We use the hand control to move the scope until the Telrad is centred on Arcturus. (The computer has automatically selected a fairly high moving speed for the telescope while we are using the finder.) With Arcturus centred in the Telrad, we press Enter.
The computer now asks us to CENTER ARCTURUS IN THE EYEPIECE.
Now we switch to an eyepiece. I use a special 12mm eyepiece that has an illuminated cross-hair reticle in it for accurate centring.
If you don’t have a reticle eyepiece, just use a relatively high power eyepiece and judge the centre of the field by eye.
Arcturus is in the field of view but not centred.
We use the hand control to carefully centre Arcturus. (The mount has automatically switched to a slower movement speed to make the centring easy.)
Ensure that the final movements to centre the star are made with the Up and Right buttons, not Down or Left. Overshoot and back up if necessary.
After Arcturus is centred, we press Enter to move on to the second alignment star.
Second Alignment Star
We use the Scroll-Up and Scroll-Down buttons on the hand control to select our chosen second alignment star, Dubhe in the Big Dipper.
Pressing Enter, the scope slews to that part of the sky and, again, says CENTER DUBHE IN THE FINDER.
Looking through the Telrad, we see the initial slew has taken us quite close to Dubhe. Not perfect, but considerably better than the first slew to Arcturus.
The first alignment star improved the sky model, so the go-to is already more accurate.
We use the hand control to centre the finder exactly on Dubhe.
Press Enter, and the scope responds with CENTER DUBHE IN THE EYEPIECE.
Now we look in the 12mm cross-hair eyepiece.
Again, we see Dubhe is in the field of view, but not perfectly centred.
We did not expect the centring to be any better this time, since it is dependent on our centring of the Telrad, not on the mount’s sky model.
Third Alignment Star
The scope is now ready for a third alignment star, and presents us with the alignment star menu again. This third star should be on the other side of the Meridian and, as we decided, we select Deneb, and press Enter.

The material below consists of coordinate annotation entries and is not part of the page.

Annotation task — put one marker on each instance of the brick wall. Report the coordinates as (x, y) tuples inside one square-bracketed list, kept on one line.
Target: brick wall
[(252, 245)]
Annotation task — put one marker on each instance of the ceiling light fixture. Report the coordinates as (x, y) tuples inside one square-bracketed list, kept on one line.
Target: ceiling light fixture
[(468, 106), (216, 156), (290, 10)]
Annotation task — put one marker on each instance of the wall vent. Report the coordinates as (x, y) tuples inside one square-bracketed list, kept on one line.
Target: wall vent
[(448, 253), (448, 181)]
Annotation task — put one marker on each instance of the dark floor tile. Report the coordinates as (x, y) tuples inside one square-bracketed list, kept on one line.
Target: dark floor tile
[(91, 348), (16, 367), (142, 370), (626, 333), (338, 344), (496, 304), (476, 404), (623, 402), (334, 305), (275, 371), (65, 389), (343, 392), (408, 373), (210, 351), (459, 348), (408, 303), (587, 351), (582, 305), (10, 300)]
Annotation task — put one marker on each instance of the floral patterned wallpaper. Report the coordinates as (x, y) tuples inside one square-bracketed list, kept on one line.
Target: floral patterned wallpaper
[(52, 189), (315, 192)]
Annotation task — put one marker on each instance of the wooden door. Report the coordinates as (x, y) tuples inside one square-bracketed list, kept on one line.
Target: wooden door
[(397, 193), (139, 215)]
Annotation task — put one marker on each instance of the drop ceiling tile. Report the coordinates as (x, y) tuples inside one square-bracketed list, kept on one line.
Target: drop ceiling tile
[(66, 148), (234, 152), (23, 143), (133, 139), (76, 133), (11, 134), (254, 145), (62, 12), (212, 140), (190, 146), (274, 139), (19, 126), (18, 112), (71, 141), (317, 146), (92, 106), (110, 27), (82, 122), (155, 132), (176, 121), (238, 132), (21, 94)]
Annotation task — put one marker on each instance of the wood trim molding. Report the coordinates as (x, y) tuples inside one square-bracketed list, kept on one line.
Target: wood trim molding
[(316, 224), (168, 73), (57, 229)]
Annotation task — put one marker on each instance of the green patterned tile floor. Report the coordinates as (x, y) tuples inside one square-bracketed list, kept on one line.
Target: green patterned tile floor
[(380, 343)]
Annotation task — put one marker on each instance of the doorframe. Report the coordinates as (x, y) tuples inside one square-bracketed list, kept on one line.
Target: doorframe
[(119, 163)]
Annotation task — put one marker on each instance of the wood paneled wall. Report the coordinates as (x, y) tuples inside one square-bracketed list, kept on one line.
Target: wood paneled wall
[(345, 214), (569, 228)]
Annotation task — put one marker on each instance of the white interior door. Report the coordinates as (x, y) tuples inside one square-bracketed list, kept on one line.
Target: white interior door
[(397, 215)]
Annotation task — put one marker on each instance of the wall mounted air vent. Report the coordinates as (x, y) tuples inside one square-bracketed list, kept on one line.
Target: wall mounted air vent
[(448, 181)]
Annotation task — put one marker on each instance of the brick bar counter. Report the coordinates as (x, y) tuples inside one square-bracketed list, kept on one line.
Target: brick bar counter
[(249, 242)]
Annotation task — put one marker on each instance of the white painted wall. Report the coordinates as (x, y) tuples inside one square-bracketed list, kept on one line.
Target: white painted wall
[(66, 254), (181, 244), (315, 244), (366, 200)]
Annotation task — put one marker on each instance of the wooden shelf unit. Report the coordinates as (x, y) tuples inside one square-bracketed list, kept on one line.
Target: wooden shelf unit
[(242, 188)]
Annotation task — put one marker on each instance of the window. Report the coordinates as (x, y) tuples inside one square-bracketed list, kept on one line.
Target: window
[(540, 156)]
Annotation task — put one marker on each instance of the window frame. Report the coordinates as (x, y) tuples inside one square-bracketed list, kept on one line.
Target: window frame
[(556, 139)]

The scope slews to that part of the sky and says CENTER DENEB IN THE FINDER.
Looking in the Telrad, we see we are almost exactly on Deneb on this first slew.
The minor error is because, on the other side of the Meridian, the system’s weight has shifted to the other side, so gears and mirrors are now leaning on the other side of their supports. Giving the mount a chance to see this error and account for it is the reason we use alignment stars on both sides of the Meridian.
Having responded to the third alignment star, the mount now has all the information it needs. It displays CALIBRATING on the display for several seconds, then ALIGNMENT SUCCESSFUL. We are now ready to use the mount to go to objects of our choice.
Using the Go-To System
I’m anxious to show you the spectacular globular cluster M13. To get there quickly and easily, we call up the Messier catalogue from the mount, by pressing the “M” key for “Messier”. (It’s the 1 on the keypad.)
Then we type “13” on the keypad and, with the display now reading M13 we press Enter.
The scope slews to where it believes M13 will be.
We’ll use this same procedure to explore a number of other objects tonight. But this will do to demonstrate the use of this go-to mount. Thanks for watching.